Introduction
As a data scientist, you spend most of your time on training machine learning models to identify complex patterns in your data. After training, you want to use the models to retrieve valuable insights.
For example, after training a model on historical sales data, you can generate the forecast of the upcoming week. Or using customer data, you train a model to identify customers that are likely to churn. Whatever use case you have, after training the model, you want to apply the model to a new dataset to generate predictions.
Microsoft Fabric helps you to apply your model after tracking it with MLflow.

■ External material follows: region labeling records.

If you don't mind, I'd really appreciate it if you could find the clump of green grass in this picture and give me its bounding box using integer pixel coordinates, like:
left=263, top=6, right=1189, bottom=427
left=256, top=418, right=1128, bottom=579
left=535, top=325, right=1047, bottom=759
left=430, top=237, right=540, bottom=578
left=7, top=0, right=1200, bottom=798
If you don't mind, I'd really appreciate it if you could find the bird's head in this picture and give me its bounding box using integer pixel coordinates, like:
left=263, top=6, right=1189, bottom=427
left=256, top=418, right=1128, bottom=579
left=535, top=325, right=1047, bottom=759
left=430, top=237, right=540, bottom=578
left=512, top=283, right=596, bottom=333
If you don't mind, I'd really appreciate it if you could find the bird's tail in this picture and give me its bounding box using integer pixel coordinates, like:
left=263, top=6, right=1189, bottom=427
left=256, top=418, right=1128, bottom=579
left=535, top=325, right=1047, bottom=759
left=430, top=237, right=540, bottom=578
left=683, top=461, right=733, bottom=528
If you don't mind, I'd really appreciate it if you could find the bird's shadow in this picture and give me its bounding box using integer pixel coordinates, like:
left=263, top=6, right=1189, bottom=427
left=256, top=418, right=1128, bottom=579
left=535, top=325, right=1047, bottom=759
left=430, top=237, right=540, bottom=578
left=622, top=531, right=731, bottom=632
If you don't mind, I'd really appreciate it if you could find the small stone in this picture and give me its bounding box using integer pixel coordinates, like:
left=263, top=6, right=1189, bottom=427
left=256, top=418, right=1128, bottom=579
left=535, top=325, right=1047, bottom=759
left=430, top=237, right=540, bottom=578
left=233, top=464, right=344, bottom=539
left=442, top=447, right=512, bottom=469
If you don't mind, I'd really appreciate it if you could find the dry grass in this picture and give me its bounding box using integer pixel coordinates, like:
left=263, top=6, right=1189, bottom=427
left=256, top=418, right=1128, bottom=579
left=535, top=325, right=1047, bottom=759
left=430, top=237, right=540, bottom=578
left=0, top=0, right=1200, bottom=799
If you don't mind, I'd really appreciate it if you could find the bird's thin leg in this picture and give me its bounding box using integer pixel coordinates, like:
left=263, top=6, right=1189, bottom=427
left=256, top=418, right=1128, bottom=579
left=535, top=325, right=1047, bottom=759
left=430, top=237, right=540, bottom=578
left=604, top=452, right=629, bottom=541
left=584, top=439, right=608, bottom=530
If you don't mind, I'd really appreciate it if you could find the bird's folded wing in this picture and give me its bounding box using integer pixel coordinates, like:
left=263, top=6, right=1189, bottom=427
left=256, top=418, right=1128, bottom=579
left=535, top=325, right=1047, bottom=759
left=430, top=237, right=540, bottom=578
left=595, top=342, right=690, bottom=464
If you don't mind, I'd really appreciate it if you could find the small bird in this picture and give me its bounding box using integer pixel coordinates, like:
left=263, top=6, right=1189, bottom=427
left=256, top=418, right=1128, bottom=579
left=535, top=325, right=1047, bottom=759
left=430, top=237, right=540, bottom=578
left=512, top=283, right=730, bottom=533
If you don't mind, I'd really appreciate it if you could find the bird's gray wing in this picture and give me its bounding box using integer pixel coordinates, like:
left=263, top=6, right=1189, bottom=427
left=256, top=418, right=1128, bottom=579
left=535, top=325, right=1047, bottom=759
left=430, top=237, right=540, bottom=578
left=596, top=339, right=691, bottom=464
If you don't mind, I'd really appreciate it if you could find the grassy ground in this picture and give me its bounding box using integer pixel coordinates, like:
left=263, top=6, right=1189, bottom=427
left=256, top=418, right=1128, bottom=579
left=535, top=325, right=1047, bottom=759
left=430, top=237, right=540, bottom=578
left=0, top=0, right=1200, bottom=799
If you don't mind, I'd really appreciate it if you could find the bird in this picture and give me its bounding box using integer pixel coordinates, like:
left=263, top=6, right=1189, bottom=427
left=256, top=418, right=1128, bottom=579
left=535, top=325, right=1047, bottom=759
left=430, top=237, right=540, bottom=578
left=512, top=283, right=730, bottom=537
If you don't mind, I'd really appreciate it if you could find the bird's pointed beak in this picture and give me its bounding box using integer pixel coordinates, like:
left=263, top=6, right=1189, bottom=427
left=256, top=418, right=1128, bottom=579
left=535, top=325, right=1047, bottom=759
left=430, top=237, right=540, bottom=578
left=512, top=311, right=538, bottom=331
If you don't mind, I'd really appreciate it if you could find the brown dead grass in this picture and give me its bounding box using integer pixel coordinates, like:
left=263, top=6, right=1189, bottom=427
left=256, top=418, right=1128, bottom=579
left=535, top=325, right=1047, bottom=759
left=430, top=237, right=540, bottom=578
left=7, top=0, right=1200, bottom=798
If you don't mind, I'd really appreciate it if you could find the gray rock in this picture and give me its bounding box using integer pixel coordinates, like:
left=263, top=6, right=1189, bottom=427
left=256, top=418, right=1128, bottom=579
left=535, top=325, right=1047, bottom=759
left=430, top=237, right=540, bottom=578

Understand the data science process
A data science project commonly includes the following phases:
- Define the problem: Together with business users and analysts, decide on what the model should predict and when it's successful.
- Get the data: Find data sources and get access by storing your data in a lakehouse.
- Prepare the data: Explore the data by reading it from a lakehouse into a notebook. Clean and transform the data based on the model's requirements.
- Train the model: Choose an algorithm and hyperparameter values based on trial and error by tracking your experiments with MLflow.
- Generate predictions: Use model batch scoring to generate the requested predictions.
In this module, you focus on how to generate batch predictions. To retrieve predictions from a trained model, you first need to save the model to the Microsoft Fabric workspace. You can then prepare your new data and apply the model to the data to generate batch predictions. Finally, you can save the predictions in Microsoft Fabric for further processing, like visualizing the data in a Power BI report.